After being hidden for nearly 70 years, a gold ring and necklace have been recovered at Auschwitz.

Curators at the Auschwitz Museum in Poland announced that jewelry was recovered Tuesday while doing maintenance work on its collection of kitchenware, BBC reports. They also recovered an enamel mug, according to a news release from the museum.

"During the works to secure the enameled kitchenware located at the main exhibition, it turned out that one of the mugs has a double bottom. It was very well hidden; however, due to the passage of time, the materials underwent gradual degradation, and the second bottom separated from the mug," Hanna Kubik, of the Memorial Collections, said in the release."Under it, among others was a women's ring made of gold and a necklace wrapped in a piece of canvas. The ring as well as the chain have test properties for gold 583 placed on products produced in Poland in the years 1921-1931. It is the head of a knight with the number three on the right side."

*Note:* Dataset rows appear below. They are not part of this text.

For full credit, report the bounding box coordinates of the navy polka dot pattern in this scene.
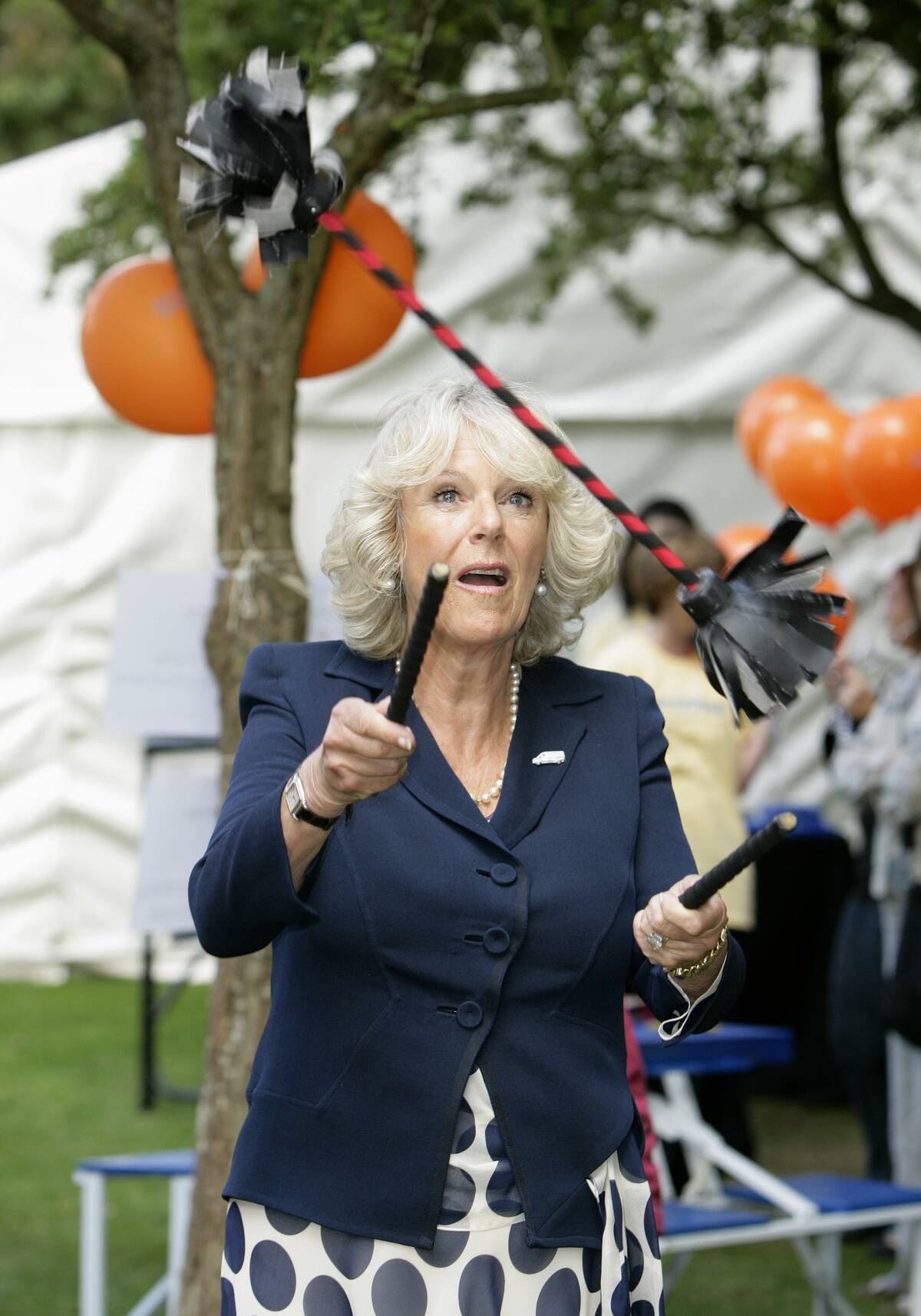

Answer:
[223,1202,246,1275]
[221,1279,237,1316]
[486,1161,521,1216]
[582,1247,599,1294]
[534,1270,582,1316]
[304,1275,354,1316]
[508,1222,555,1275]
[438,1165,477,1225]
[486,1120,505,1161]
[221,1070,665,1316]
[643,1198,661,1261]
[608,1182,624,1252]
[451,1100,477,1153]
[371,1257,429,1316]
[610,1262,630,1316]
[265,1207,311,1233]
[250,1238,296,1312]
[416,1229,470,1270]
[458,1257,505,1316]
[626,1229,646,1291]
[320,1225,374,1279]
[438,1070,523,1231]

BBC reports the likelihood that they would find the jewelry's owner was slim "because there are no traces left on the objects to help identify them." They added that the mug is "one of 12,000 cups, pots, bowls, kettles, and jugs" that are being held by the museum after being looted from the luggage of people at the camp by German forces.

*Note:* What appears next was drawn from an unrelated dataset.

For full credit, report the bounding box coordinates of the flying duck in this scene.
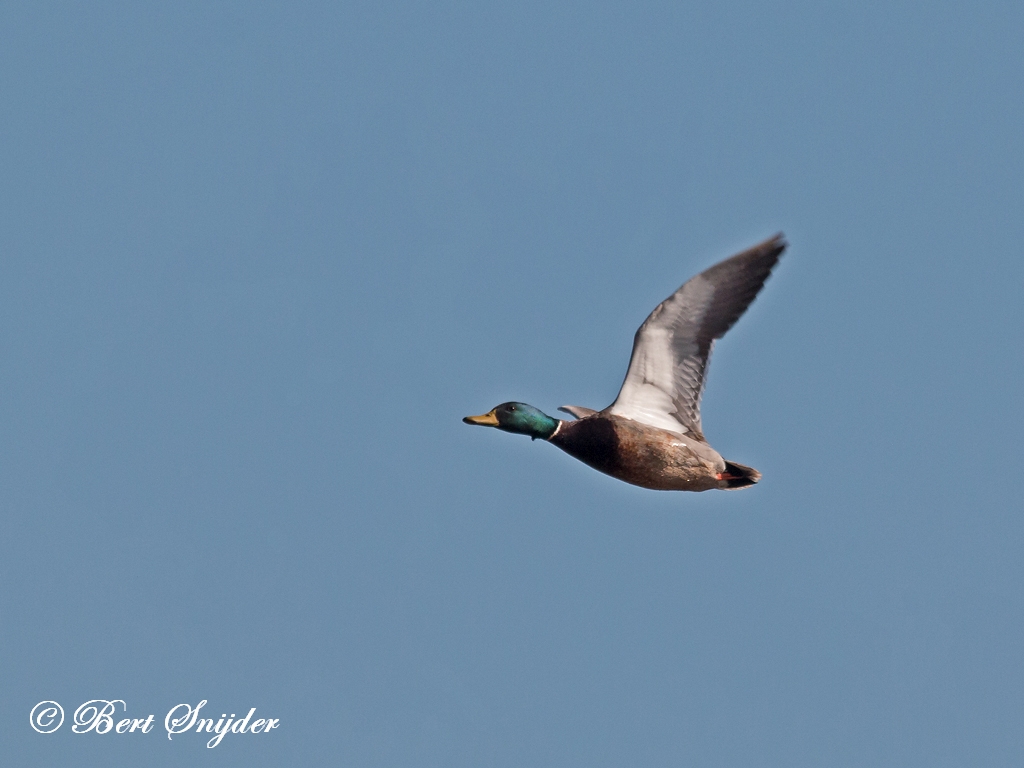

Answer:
[463,233,786,490]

Dr. Piotr Cywinski mentioned in the release that many survivors spoke about hiding items in their accounts. "The hiding of valuable items - repeatedly mentioned in the accounts of survivors, and which was the reason for ripping and careful search of clothes and suitcases in the warehouse for looted items – so-called 'Kanada' – proves on the one hand to the awareness of the victims as to the robbery nature of the deportation, but on the other hand it shows that the Jewish families constantly had a ray of hope that these items will be required for their existence," he said.